Due Friday, 15 September

Please turn in a hardcopy of the solution to this homework, written using LaTeX. You may not receive full credit if you do not staple together the pages of your homework.

  1. Consider Table 4 of the Abrams, Standridge, Abdulla, Williams, and Fox paper from HW2 (html version; postscript). Compute all indices of dispersion from section 12.8 for the 6 values representing lifetime of a document in the cache for the classroom workload and the LRU replacement policy. Which index would you choose, and why? (Note: We did not discuss indices of dispersion in class, but I trust that you can read and apply sections 12.8 and 12.9 in Jain on your own. Also refer to problems 12.13 and 12.14 in Jain if you are unsure of your answer -- the answers are in the back of Jain!)

  2. Repeat the previous problem, but for index of central tendency. (Refer to problems 12.8, 12.10, and 12.11 in Jain if you are unsure of your answer.)

  3. Do problem 12.15 in Jain.
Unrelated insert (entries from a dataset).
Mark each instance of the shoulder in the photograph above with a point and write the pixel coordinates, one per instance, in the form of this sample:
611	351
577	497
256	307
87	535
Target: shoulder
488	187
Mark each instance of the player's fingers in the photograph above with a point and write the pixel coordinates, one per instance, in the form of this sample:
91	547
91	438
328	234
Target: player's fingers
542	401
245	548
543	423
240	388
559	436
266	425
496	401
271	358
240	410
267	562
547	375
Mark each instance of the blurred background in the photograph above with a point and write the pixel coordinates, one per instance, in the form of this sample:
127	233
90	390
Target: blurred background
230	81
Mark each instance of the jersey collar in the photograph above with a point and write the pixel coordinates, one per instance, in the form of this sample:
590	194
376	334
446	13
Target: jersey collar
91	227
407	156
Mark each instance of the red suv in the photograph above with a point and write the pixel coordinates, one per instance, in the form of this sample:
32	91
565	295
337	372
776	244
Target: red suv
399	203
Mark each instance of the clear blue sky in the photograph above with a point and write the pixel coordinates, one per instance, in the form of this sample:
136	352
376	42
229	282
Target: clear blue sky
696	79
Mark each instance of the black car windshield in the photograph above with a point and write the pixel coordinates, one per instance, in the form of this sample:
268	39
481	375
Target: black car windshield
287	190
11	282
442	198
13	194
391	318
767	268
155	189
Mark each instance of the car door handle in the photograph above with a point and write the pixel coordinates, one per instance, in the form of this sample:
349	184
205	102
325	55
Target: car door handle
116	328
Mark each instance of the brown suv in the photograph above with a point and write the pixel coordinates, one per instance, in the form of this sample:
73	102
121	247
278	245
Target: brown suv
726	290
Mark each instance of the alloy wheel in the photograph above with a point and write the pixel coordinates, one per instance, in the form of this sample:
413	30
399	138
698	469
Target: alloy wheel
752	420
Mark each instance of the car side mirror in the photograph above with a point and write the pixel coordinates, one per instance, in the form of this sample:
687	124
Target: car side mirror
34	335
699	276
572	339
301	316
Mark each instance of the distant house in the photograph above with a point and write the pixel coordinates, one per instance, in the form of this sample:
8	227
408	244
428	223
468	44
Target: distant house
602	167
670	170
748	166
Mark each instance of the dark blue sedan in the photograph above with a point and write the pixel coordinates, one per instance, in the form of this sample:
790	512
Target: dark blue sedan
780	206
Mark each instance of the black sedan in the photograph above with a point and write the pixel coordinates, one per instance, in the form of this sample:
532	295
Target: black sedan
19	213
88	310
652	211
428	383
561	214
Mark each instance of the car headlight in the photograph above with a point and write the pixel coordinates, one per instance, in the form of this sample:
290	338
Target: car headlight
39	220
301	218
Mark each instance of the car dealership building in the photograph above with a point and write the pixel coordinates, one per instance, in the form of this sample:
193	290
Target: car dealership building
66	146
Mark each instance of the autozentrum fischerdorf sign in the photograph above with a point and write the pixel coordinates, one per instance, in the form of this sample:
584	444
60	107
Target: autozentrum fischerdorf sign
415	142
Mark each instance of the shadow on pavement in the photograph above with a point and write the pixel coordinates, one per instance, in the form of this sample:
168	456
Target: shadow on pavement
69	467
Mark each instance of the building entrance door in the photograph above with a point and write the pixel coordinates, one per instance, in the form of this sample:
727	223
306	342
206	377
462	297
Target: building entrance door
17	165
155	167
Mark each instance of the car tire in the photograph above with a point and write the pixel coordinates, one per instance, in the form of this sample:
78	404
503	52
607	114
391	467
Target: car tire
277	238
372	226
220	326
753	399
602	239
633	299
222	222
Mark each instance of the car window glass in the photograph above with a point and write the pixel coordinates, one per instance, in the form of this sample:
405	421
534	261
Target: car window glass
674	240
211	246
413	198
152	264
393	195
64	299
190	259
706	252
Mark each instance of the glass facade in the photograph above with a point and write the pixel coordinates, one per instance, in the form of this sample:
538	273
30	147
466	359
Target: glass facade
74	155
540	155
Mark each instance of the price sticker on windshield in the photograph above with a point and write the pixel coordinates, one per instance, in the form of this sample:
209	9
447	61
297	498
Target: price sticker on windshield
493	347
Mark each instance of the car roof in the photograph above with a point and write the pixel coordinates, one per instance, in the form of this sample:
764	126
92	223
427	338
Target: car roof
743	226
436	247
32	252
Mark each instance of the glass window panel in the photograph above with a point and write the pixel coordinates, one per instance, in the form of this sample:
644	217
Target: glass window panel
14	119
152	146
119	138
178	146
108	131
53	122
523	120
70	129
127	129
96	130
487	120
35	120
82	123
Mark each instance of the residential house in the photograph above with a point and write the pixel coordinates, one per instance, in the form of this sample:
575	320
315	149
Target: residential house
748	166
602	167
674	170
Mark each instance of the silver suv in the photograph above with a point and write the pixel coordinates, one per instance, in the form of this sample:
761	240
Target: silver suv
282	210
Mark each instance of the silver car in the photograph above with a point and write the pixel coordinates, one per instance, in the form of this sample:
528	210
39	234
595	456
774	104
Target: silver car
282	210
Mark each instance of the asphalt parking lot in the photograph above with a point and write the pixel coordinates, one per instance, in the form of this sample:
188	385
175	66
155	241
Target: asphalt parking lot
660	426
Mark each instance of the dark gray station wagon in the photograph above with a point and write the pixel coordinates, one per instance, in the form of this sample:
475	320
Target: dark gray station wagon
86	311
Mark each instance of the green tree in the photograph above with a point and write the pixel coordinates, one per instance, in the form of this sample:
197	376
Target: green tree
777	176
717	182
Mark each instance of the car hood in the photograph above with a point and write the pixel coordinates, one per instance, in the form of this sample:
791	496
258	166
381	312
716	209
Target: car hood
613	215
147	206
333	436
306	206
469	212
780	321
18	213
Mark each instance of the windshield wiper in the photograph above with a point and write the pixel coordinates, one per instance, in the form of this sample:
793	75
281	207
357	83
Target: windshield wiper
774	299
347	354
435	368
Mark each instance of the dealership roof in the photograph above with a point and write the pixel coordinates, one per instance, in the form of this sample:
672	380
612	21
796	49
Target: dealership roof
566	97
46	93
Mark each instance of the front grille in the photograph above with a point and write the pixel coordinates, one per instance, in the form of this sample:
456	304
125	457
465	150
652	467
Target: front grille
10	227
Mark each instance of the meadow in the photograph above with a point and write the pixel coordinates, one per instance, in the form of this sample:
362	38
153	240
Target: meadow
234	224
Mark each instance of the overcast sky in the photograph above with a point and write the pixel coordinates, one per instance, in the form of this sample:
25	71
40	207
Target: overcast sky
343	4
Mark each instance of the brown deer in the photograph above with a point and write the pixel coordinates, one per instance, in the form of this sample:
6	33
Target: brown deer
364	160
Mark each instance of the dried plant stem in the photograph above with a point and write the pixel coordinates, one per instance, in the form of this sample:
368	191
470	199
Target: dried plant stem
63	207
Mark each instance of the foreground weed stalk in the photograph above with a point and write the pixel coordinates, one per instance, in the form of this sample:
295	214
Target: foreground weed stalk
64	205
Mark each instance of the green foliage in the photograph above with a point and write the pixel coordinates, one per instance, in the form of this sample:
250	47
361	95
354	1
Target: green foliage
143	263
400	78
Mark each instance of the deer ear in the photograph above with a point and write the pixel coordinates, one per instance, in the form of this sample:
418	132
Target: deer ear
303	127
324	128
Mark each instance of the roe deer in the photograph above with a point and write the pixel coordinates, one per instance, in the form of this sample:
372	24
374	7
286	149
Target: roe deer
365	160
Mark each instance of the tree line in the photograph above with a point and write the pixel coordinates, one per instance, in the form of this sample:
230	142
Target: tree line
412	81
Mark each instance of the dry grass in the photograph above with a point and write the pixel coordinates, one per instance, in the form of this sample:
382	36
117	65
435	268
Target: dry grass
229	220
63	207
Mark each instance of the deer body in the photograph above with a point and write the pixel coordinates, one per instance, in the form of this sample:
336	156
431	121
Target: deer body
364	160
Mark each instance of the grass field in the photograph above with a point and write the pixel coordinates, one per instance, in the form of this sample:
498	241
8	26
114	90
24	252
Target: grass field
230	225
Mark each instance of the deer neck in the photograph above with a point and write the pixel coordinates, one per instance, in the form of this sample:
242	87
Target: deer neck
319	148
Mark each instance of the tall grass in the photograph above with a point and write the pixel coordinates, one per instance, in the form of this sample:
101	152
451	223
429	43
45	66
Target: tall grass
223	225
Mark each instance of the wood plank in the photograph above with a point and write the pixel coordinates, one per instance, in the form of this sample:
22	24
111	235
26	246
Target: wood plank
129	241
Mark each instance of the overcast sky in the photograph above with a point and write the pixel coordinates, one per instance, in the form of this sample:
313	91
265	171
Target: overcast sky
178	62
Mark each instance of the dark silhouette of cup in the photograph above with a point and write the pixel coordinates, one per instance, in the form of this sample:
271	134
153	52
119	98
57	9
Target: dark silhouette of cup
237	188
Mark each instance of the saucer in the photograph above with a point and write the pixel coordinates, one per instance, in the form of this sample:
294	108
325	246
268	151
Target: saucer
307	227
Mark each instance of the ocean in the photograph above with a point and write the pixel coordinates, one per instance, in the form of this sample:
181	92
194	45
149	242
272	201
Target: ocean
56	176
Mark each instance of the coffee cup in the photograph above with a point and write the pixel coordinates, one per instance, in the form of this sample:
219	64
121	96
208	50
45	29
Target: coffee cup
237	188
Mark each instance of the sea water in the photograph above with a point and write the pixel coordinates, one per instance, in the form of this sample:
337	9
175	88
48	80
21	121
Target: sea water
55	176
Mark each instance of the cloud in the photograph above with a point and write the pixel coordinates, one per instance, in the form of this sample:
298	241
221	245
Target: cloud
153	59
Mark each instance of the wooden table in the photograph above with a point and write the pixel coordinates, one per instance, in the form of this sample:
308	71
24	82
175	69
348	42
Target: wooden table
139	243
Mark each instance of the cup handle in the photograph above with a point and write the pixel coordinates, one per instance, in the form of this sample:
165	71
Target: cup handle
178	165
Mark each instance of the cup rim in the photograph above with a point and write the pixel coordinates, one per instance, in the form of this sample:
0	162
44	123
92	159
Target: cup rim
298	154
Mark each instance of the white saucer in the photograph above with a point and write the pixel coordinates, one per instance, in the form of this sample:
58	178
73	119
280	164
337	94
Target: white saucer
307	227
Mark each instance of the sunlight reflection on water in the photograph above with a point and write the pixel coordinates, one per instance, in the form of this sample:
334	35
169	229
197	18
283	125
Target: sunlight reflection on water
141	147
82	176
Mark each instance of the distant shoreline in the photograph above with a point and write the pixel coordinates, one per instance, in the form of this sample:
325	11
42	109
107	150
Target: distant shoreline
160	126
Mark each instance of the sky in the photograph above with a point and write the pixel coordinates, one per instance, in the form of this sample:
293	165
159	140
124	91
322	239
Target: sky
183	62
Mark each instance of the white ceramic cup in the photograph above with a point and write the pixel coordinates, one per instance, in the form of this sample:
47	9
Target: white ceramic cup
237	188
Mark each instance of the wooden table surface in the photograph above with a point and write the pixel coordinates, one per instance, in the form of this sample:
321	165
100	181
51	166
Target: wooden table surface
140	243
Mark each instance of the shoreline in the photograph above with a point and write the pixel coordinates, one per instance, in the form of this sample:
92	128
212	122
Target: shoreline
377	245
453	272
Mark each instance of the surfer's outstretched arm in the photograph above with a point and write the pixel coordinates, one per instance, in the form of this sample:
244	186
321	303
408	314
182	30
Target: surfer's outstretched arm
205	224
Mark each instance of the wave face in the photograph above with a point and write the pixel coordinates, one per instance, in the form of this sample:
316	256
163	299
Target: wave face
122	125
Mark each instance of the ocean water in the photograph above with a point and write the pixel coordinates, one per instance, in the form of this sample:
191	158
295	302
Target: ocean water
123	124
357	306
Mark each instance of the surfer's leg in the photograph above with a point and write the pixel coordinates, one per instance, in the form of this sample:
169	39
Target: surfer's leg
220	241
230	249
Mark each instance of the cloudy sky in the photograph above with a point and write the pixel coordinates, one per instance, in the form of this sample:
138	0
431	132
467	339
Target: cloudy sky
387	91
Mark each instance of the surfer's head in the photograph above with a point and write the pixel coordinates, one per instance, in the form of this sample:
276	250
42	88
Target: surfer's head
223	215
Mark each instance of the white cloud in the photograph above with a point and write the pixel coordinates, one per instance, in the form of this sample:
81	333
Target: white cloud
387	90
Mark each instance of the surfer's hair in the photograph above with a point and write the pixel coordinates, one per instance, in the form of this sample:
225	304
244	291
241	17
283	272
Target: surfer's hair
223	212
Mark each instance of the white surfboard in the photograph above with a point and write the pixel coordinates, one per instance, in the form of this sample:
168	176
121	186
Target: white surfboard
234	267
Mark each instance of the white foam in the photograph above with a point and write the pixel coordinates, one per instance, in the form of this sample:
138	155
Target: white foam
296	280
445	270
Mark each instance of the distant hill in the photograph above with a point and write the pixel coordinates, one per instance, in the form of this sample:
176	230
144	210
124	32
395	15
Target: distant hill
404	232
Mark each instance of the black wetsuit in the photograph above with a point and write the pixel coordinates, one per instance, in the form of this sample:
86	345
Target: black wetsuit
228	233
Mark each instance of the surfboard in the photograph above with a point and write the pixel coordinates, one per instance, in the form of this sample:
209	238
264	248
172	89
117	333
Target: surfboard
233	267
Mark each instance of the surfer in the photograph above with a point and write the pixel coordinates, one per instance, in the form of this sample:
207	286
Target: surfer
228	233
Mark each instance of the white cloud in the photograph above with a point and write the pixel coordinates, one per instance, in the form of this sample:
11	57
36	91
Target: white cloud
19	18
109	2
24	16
Use gnuplot to generate an encapslated postscript file of the graph, and include the graph in your LaTeX document.

  4. Consider a data set with n samples, denoted XS(1),...,XS(n). For Q-Q plots, why is it inconvenient to have an empirical distribution function F_S(x) such that F_S(XS(n)) = 1?

  5. In class, we defined a QQ plot to test if a continuous theoretical distribution fit empirical data. What difficulty arises when you try to define a Q-Q plot to test if a discrete theoretical distribution fits empirical data?